I largely agree with their points (though the 97 Asian crisis wasn't a small event to me), even though I recently put up a post asking "Will Greece be Europe's Lehman Brothers"?
Kindred commented on my post making many of the points in the FP piece, but now I can see that we were somewhat using the same words to talk about two different things.
In the US financial crisis, the political decision to let Lehman Brothers go, was the catalyst to all hell breaking loose in US financial markets. I was asking whether a political decision to let Greece go would be the catalyst to all hell breaking loose with the Euro (spurring contagion to produce multiple exits from the Euro)
I still think it could, but that is not to say the global fallout will be anything like the global fallout from the US financial crisis, which is Kindred's point.
Also of note, in this morning's NY Times, LeBron has a piece arguing that the Euro may fall apart altogether, which would probably have greater global consequences that just a southern member exit.
1 comment:
Thanks!
We don't think Asian 97 was a small event either. We just think it was a small event for non-Asian countries. We go into much greater detail in the underlying paper (currently R&R), but global growth, trade, equity markets, etc. all stayed positive in the years during the Asian crisis. Only local markets in Asia were severely affected.

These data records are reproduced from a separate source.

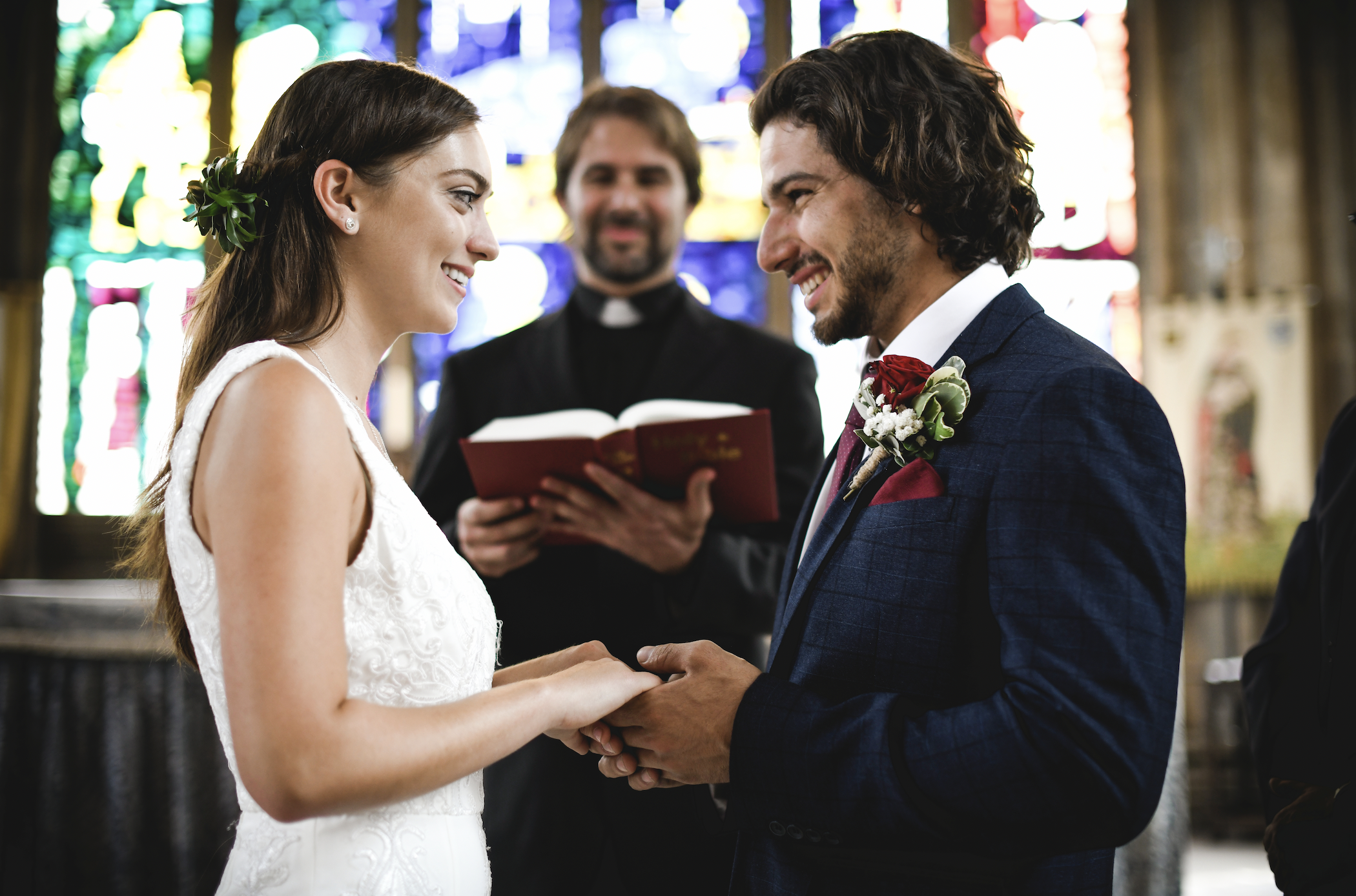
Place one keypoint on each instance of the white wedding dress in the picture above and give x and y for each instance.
(421, 631)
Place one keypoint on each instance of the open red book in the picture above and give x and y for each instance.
(657, 442)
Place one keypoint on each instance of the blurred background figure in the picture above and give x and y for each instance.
(1300, 689)
(1194, 158)
(627, 175)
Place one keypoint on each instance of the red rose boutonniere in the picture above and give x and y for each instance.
(907, 409)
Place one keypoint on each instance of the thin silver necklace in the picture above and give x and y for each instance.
(376, 434)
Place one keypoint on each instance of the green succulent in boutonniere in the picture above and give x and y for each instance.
(907, 410)
(941, 403)
(223, 209)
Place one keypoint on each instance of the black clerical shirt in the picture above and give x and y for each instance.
(613, 362)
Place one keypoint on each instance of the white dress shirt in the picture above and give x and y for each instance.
(925, 338)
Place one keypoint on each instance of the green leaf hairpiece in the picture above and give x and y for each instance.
(220, 208)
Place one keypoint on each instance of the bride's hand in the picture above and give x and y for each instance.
(585, 693)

As we say in the FP piece (and spell out in more depth in the paper), Asia 97 was very bad for Korea, Thailand, Malaysia, and Indonesia, somewhat bad for Hong Kong, Japan, and a few other (mostly Asian) countries with direct exposure, but was practically a non-event everywhere else. The US had zero bank failures resulting from it. I don't know of any in Europe either.
We generally think of the late 90s as being a very good time for growth in the US and the ROW. One of the best times in post-war history, in fact. That view is not compatible with a story that says that Asia was a severe global crisis.